Hint: Altitude of a triangle is referred to as a line segment joining the vertices of the triangle with its opposite side at perpendicular degree. The line to which these altitudes meet is known as extended base and the point of their intersection is called foot of altitude.
To find the equation of the line slope of that line is very necessary which is described as the ratio of change in vertical axis to the change in horizontal axis on a two-dimensional plane represented as\[m = \dfrac{{\Delta y}}{{\Delta x}} = \dfrac{{{y_2} - {y_1}}}{{{x_2} - {x_1}}}\].

Complete step by step solution:
In the triangle ABC whose vertices are given as\[A\left( {2, - 2} \right),B\left( {1,1} \right),C\left( { - 1,0} \right)\], let AD be an altitude from the vertex \[A\] perpendicular to the line BC.

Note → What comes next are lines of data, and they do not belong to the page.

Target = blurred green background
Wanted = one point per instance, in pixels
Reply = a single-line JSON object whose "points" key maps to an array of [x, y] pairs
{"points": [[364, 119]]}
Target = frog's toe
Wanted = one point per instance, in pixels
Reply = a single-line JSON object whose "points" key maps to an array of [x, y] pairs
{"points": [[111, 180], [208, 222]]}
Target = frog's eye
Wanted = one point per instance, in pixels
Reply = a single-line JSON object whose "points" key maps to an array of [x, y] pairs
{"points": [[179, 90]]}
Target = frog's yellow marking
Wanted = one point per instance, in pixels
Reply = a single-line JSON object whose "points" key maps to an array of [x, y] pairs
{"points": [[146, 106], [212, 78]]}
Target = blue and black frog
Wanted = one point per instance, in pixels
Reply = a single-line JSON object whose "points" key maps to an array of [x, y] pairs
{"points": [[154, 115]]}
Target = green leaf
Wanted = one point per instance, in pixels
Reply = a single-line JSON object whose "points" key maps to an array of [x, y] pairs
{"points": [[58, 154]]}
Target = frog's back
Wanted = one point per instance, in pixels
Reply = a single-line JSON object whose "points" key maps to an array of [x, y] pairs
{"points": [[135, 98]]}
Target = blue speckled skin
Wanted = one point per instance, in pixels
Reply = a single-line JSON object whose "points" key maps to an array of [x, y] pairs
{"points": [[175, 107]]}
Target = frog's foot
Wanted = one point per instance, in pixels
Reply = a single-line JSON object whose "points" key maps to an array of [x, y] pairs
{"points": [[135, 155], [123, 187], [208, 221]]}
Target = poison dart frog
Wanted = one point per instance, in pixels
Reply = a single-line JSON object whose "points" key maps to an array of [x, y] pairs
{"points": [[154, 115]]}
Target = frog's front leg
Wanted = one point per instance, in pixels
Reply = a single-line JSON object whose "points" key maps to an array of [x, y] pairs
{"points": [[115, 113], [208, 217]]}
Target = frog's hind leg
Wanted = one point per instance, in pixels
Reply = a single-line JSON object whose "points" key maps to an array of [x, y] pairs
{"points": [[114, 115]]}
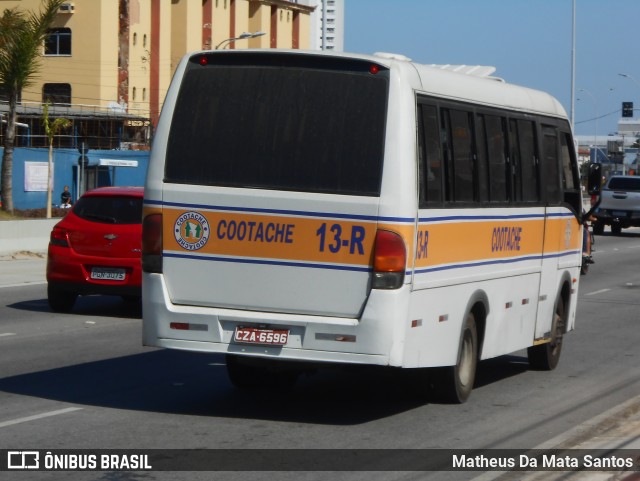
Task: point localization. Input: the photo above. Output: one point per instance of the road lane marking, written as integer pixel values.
(37, 416)
(601, 291)
(22, 284)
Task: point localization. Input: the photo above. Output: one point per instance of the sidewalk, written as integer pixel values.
(23, 268)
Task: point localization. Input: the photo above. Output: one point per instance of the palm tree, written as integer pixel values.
(21, 40)
(51, 129)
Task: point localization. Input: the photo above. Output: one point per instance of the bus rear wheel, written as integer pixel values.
(455, 383)
(545, 357)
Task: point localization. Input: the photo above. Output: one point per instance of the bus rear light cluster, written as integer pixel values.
(389, 260)
(152, 243)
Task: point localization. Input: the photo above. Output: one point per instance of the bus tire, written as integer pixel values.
(598, 228)
(248, 373)
(455, 383)
(545, 357)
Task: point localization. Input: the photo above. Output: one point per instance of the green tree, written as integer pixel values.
(22, 35)
(51, 129)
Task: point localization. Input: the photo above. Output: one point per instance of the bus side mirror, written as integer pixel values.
(594, 179)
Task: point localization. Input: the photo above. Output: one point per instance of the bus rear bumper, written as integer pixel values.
(366, 340)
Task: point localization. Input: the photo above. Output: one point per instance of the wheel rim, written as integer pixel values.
(465, 371)
(556, 339)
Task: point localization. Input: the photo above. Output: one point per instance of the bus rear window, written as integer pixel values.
(300, 128)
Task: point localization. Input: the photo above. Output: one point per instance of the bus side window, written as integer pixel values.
(570, 176)
(481, 160)
(550, 170)
(496, 153)
(528, 165)
(515, 157)
(430, 156)
(462, 143)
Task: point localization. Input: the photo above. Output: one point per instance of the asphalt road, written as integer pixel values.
(83, 380)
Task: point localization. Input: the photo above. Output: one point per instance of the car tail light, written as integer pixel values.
(59, 237)
(152, 243)
(389, 260)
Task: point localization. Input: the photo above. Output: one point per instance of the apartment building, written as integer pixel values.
(117, 57)
(327, 25)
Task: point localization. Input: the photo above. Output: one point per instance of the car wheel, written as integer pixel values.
(545, 357)
(60, 300)
(598, 228)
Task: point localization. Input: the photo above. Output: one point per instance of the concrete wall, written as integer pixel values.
(65, 172)
(31, 235)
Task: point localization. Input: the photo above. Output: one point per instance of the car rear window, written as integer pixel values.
(299, 123)
(624, 183)
(110, 209)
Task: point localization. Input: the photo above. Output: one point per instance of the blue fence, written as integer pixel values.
(102, 168)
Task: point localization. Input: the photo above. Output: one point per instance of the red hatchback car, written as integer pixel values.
(96, 248)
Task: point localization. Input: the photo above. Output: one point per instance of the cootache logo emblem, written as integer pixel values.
(191, 231)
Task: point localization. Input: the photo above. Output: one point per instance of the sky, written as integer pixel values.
(528, 41)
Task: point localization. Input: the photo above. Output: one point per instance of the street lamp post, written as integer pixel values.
(242, 36)
(595, 108)
(625, 75)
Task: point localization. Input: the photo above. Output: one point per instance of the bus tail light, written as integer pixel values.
(152, 243)
(389, 260)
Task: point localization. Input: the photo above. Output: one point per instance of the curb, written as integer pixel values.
(28, 235)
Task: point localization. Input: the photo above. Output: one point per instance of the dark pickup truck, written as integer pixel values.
(620, 206)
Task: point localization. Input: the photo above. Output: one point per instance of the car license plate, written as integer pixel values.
(104, 274)
(252, 335)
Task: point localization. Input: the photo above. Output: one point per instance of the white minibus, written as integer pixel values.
(314, 207)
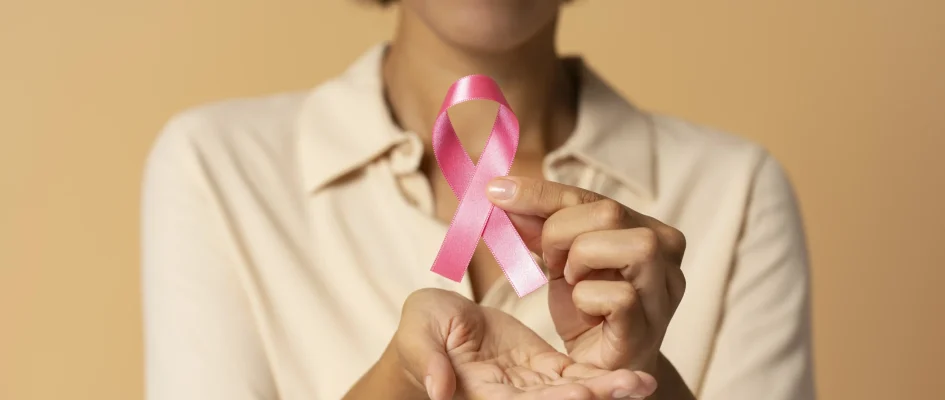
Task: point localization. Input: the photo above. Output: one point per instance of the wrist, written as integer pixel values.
(393, 367)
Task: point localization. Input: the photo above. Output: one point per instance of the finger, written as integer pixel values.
(676, 286)
(537, 197)
(618, 303)
(421, 339)
(632, 252)
(427, 362)
(619, 384)
(569, 391)
(563, 227)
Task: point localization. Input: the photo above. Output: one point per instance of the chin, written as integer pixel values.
(490, 26)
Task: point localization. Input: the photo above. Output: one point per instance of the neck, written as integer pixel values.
(419, 67)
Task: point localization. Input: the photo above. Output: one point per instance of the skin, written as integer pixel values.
(447, 345)
(615, 276)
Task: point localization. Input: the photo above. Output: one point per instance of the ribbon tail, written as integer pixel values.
(513, 256)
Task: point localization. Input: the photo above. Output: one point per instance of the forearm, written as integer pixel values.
(670, 385)
(387, 379)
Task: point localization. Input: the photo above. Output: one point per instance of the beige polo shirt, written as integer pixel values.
(282, 234)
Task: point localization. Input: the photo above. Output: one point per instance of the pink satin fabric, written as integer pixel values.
(476, 216)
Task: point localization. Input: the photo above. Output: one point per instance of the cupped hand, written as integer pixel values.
(452, 346)
(615, 277)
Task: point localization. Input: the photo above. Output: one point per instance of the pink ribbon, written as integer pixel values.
(476, 216)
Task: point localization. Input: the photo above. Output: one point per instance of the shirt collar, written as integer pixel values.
(344, 124)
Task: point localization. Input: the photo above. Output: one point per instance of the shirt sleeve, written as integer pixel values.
(763, 348)
(200, 339)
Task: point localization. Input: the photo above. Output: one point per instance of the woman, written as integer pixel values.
(287, 240)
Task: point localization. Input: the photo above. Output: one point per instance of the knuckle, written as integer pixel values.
(580, 248)
(648, 244)
(626, 298)
(609, 213)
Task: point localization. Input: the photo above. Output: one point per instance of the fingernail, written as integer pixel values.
(501, 189)
(620, 394)
(624, 394)
(428, 382)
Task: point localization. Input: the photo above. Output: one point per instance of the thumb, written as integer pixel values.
(425, 358)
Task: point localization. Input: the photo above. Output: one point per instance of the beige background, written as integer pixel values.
(849, 94)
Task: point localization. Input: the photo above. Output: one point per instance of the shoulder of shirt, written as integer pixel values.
(232, 131)
(269, 119)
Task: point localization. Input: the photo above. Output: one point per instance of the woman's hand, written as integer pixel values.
(449, 345)
(615, 278)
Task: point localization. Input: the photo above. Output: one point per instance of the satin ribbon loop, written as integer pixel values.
(476, 216)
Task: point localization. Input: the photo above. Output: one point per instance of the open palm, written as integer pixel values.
(496, 357)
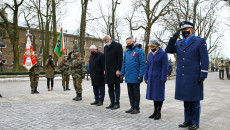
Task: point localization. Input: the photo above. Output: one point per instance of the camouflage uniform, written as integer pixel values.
(66, 71)
(78, 71)
(34, 76)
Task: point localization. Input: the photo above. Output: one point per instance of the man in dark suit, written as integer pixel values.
(113, 62)
(192, 69)
(97, 67)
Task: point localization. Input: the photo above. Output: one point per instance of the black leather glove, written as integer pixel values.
(121, 79)
(146, 81)
(201, 80)
(163, 82)
(176, 35)
(140, 79)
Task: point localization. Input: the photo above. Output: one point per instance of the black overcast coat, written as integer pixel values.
(113, 62)
(97, 67)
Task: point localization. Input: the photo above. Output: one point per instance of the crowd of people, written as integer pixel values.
(113, 68)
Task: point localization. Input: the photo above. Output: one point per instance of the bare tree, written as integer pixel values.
(12, 29)
(152, 12)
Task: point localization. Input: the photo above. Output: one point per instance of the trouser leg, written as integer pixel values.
(101, 93)
(117, 93)
(196, 109)
(188, 111)
(131, 94)
(96, 92)
(111, 93)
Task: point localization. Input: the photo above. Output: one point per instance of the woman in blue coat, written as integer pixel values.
(156, 76)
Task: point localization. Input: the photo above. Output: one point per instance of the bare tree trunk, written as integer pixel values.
(84, 4)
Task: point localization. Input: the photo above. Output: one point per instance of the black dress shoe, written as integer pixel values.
(193, 127)
(185, 124)
(94, 103)
(110, 106)
(130, 110)
(100, 104)
(158, 116)
(135, 111)
(115, 107)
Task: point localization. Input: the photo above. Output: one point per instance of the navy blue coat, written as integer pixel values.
(155, 72)
(192, 63)
(133, 65)
(169, 69)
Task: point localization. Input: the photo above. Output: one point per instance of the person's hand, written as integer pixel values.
(140, 79)
(176, 35)
(121, 79)
(163, 82)
(201, 80)
(146, 81)
(118, 73)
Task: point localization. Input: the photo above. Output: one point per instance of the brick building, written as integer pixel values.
(71, 38)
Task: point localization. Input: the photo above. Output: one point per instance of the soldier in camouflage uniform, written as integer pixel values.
(64, 67)
(34, 75)
(78, 71)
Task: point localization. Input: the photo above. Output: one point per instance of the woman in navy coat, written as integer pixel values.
(156, 76)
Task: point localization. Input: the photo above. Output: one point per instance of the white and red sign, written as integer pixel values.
(29, 57)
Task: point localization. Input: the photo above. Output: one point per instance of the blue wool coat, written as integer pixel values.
(169, 69)
(156, 71)
(133, 65)
(192, 63)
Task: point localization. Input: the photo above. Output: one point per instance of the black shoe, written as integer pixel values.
(130, 110)
(193, 127)
(115, 107)
(78, 98)
(135, 111)
(35, 90)
(100, 104)
(158, 116)
(153, 115)
(110, 106)
(94, 103)
(185, 124)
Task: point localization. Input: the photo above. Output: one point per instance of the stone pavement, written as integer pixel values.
(55, 110)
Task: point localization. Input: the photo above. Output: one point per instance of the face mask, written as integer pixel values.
(108, 43)
(130, 46)
(153, 50)
(185, 33)
(93, 53)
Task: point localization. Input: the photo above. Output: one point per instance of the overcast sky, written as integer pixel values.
(71, 20)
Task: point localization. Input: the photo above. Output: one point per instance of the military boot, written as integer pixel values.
(79, 97)
(67, 87)
(75, 97)
(35, 90)
(32, 90)
(64, 88)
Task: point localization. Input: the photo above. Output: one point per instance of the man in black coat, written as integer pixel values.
(97, 67)
(113, 62)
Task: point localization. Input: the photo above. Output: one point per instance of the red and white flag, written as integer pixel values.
(29, 57)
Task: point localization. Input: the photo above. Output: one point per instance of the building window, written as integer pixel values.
(99, 44)
(41, 63)
(4, 61)
(91, 43)
(41, 51)
(65, 40)
(66, 51)
(84, 53)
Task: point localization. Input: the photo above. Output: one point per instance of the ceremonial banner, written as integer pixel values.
(60, 47)
(29, 58)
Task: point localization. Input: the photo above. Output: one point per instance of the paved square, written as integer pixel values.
(55, 110)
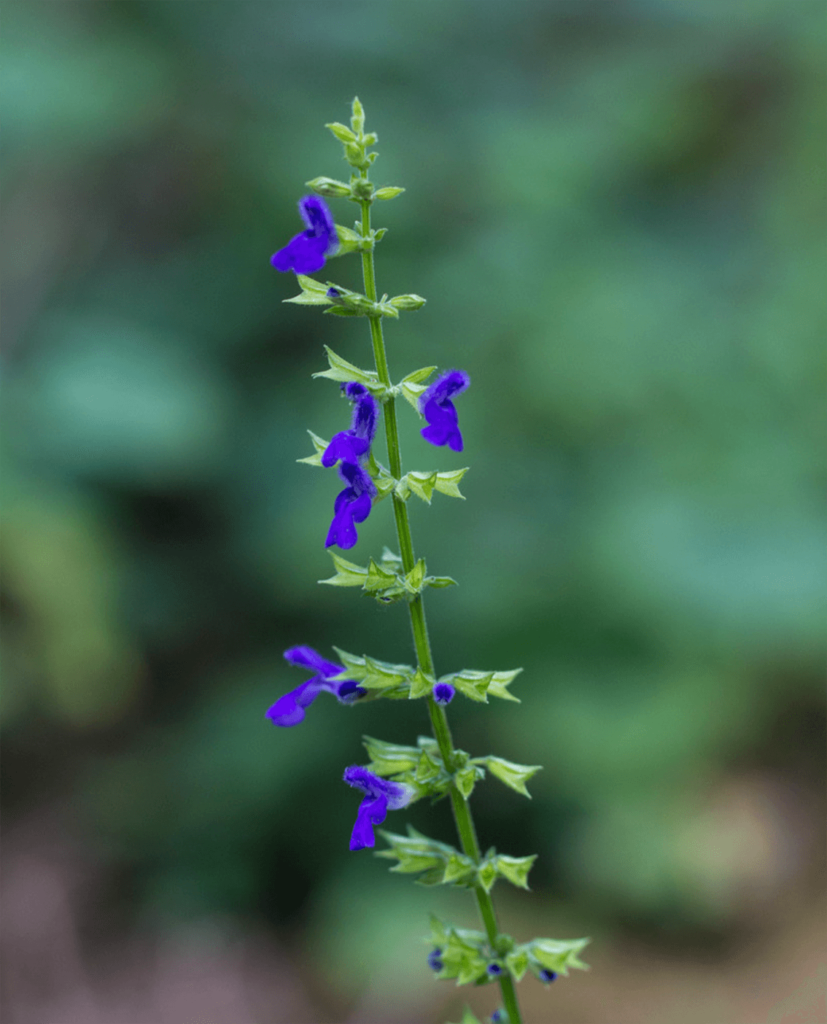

Now let us consider the slope of the line AD and BC be \[{m_1}\]and \[{m_2}\]respectively
As altitude AD is perpendicular to line BC we can say
\[
  {m_1} \times {m_2} = - 1 \\
  {m_1} = - \dfrac{1}{{{m_2}}} \\
 \]
Now find the slope \[{m_2}\]of line BC equal to
\[{m_2} = \dfrac{{{y_c} - {y_b}}}{{x{}_c - {x_b}}} = \dfrac{{0 - 1}}{{ - 1 - 1}} = \dfrac{{ - 1}}{{ - 2}} = \dfrac{1}{2}\]
Now find the slope \[{m_1}\]of the line AD by
\[{m_1} = - \dfrac{1}{{{m_2}}} = - \dfrac{1}{{\dfrac{1}{2}}} = - 2\]
Hence the equation of the line AD originating from vertex A (2, -2) and having slope \[{m_1} = - 2\]will be
\[
  y - {y_a} = {m_1}\left( {x - {x_a}} \right) \\
  y + 2 = \left( { - 2} \right)\left( {x - 2} \right) \\
  y + 2 = - 2x + 4 \\
  y = - 2x + 2 \\
 \]
Finally we get the equation of the altitude AD \[y = - 2x + 2\]
Now let BE be an altitude from vertex perpendicular to the line AC, where \[{m_3}\] and \[{m_4}\] are the slope of the line BE and AC respectively and the lines BE and AC are perpendicular to each other, hence
\[
  {m_3} \times {m_4} = - 1 \\
  {m_3} = - \dfrac{1}{{{m_4}}} \\
 \]
Now find the slope of the line AC
\[{m_4} = \dfrac{{{y_c} - {y_a}}}{{x{}_c - {x_a}}} = \dfrac{{0 - \left( { - 2} \right)}}{{ - 1 - 2}} = \dfrac{2}{{ - 3}} = - \dfrac{2}{3}\]
Hence the slope of the line BE will be
\[{m_3} = - \dfrac{1}{{{m_4}}} = - \dfrac{1}{{ - \dfrac{2}{3}}} = \dfrac{3}{2}\]
So the equation of the line BE originating from vertex B (1, 1) and having slope \[{m_3} = \dfrac{3}{2}\] will be
\[
  y - {y_b} = {m_3}\left( {x - {x_b}} \right) \\
  y - 1 = \left( {\dfrac{3}{2}} \right)\left( {x - 1} \right) \\
  y - 1 = \dfrac{3}{2}x - \dfrac{3}{2} \\
  y = \dfrac{3}{2}x - \dfrac{3}{2} + 1 \\
  y = \dfrac{3}{2}x - \dfrac{1}{2} \\
 \]
Hence, the equation of the line BE \[y = \dfrac{3}{2}x - \dfrac{1}{2}\]
And Let CF be another altitude from vertex C and perpendicular to the line AB, where \[{m_5}\]and \[{m_6}\]are slope of the line CF and AB respectively and the lines are perpendicular to each other, where
\[
  {m_5} \times {m_6} = - 1 \\
  {m_5} = - \dfrac{1}{{{m_6}}} \\
 \]
Hence the slope\[{m_6}\] of the line AB will be
\[{m_6} = \dfrac{{{y_b} - {y_a}}}{{x{}_b - {x_a}}} = \dfrac{{1 - \left( { - 2} \right)}}{{1 - 2}} = \dfrac{3}{{ - 1}} = - 3\]
Where slope of the line CF will be
\[{m_5} = - \dfrac{1}{{{m_6}}} = - \dfrac{1}{{ - 3}} = \dfrac{1}{3}\]
So the equation of the line CF from the vertex C (-1, 0) with the slope \[{m_5} = \dfrac{1}{3}\] will be
\[
  y - {y_c} = {m_5}\left( {x - {x_c}} \right) \\
  y = \left( {\dfrac{1}{3}} \right)\left( {x + 1} \right) \\
  y = \dfrac{1}{3}x + \dfrac{1}{3} \\
 \]
Hence the equation of the line CF \[y = \dfrac{1}{3}x + \dfrac{1}{3}\].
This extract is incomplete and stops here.